I love being cynical, but I actually do buy these efforts as being purely "for the kids", kind of thing. Sure, there are knock-on effects, but I do buy the good faith-ness of phone bans in school and of these social media bans for kids.
It's very unfortunate. As a parent, I feel like it requires regulation at the national level because I can't win against Meta (FB, Insta), Google (Youtube), Snapchat and TikTok.
Banning the printing press in Europe would have stopped the 30 years war.
Somehow I don't think anyone here would approve of the long term consequences.
The end result of this will be that everyone needs to give their real name and address to view social media.
Anything you say or watch that the current government doesn't like will result in police coming for a chat.
It's not that the people don't genuinely believe what they're saying. It's that they've deluded themselves into thinking their ideological right is "for the kids".

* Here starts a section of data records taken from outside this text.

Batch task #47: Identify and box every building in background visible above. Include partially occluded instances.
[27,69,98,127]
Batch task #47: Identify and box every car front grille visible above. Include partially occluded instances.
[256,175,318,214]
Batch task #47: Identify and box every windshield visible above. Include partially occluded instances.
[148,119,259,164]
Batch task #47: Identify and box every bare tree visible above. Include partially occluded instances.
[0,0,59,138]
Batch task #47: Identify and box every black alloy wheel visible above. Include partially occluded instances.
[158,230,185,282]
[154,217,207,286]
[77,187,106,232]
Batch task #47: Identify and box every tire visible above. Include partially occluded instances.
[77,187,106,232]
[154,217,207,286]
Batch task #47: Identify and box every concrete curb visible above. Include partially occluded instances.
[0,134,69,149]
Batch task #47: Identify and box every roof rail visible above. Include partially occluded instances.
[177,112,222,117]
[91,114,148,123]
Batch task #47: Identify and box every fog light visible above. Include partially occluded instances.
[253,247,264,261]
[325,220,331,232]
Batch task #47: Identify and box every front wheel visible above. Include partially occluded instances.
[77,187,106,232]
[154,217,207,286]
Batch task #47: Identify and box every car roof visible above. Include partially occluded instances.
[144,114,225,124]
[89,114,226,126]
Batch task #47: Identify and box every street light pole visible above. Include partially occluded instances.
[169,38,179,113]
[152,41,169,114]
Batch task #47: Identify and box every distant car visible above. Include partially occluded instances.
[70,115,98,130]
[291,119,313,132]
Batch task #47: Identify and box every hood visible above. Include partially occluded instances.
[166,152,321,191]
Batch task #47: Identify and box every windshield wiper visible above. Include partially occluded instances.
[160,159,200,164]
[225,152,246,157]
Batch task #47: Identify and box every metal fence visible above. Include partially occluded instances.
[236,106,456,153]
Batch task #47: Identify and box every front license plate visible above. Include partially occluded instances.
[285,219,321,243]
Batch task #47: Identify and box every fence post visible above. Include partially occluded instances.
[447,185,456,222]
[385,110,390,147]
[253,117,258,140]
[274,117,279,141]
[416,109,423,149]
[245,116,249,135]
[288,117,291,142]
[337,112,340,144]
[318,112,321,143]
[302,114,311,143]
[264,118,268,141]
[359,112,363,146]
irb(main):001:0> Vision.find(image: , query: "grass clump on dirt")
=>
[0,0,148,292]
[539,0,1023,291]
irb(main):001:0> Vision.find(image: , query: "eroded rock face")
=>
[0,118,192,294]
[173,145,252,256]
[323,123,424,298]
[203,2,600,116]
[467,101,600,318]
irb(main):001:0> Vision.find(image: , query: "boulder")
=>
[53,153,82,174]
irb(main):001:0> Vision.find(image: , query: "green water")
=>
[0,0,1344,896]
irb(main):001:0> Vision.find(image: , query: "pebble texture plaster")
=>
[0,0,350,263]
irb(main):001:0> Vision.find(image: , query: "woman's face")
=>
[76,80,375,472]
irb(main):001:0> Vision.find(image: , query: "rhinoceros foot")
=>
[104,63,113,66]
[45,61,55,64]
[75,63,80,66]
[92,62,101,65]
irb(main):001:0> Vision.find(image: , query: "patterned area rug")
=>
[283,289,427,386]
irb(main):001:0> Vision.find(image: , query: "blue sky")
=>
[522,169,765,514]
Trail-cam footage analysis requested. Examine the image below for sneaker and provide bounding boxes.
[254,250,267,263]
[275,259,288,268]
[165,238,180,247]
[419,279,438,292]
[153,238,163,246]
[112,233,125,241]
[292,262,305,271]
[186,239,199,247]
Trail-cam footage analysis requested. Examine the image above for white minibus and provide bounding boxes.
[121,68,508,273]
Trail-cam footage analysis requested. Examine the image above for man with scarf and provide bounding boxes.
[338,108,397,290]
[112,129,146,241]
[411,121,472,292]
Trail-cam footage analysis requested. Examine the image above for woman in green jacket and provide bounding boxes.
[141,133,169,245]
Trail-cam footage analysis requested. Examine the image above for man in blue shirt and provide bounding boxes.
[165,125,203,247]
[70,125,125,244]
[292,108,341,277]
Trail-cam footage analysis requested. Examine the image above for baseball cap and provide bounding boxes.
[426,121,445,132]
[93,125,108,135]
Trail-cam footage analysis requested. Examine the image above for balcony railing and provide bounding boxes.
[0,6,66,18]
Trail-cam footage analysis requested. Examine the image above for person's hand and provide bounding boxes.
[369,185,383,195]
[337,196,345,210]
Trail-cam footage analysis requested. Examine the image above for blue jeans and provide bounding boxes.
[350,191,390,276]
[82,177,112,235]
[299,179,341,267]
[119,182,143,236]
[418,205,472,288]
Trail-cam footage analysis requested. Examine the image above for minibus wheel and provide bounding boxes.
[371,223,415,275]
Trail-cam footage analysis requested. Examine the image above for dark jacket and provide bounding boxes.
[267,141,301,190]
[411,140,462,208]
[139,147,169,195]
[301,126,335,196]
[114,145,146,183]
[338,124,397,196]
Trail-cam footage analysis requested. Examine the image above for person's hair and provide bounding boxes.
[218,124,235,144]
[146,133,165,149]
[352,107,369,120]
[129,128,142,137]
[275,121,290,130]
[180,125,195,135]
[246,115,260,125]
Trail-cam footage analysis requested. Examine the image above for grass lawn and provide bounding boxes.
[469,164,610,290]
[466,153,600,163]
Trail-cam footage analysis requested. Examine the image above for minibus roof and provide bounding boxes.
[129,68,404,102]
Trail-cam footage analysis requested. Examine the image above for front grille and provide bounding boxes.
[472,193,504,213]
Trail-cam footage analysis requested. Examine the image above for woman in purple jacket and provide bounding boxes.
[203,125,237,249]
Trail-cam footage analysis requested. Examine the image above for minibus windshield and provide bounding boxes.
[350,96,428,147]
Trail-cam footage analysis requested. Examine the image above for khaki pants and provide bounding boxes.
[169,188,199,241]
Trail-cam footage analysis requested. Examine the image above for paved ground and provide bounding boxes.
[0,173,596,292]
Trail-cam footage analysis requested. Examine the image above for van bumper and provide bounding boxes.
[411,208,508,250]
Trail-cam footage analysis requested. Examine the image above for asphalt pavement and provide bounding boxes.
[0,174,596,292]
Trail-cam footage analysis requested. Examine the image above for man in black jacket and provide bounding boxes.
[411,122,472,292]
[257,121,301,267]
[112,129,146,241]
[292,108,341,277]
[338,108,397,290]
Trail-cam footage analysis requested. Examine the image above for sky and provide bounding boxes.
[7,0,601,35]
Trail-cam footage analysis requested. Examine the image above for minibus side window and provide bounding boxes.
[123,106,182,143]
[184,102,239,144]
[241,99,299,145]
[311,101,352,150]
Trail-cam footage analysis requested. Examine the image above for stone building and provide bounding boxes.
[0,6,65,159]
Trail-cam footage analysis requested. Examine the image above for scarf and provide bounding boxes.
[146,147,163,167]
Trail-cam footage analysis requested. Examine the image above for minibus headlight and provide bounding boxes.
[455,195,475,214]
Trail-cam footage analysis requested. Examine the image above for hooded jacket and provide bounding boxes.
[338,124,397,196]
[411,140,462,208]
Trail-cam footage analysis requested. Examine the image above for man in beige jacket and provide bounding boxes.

There's always been Reefer Madness sorts of people. Sex, Drugs, Rock and Roll, Video Games, DnD, Rap Music, Homosexuality, and on and on. Today it's half woke mind virus and half DEI (for lack of a better term). Most of the people that spout this stuff genuinely believe they're fighting for the kids.
Its not good faith because its already broken by vpn. And its forcing kids with no credit cards to download free and malware ridden ones. How would you measure any level of success from this initiative? Doing something isnt a solution if it has tons of bad sideeffects
I think this might be true at the parent level, but less and less true as you climb up the government ladder.
The shitty part is that when the parents really do believe something is "for the kids", it becomes that much easier to push through laws that have awful side effects (intentional ones or not). Which is why "for the kids" is so common, of course.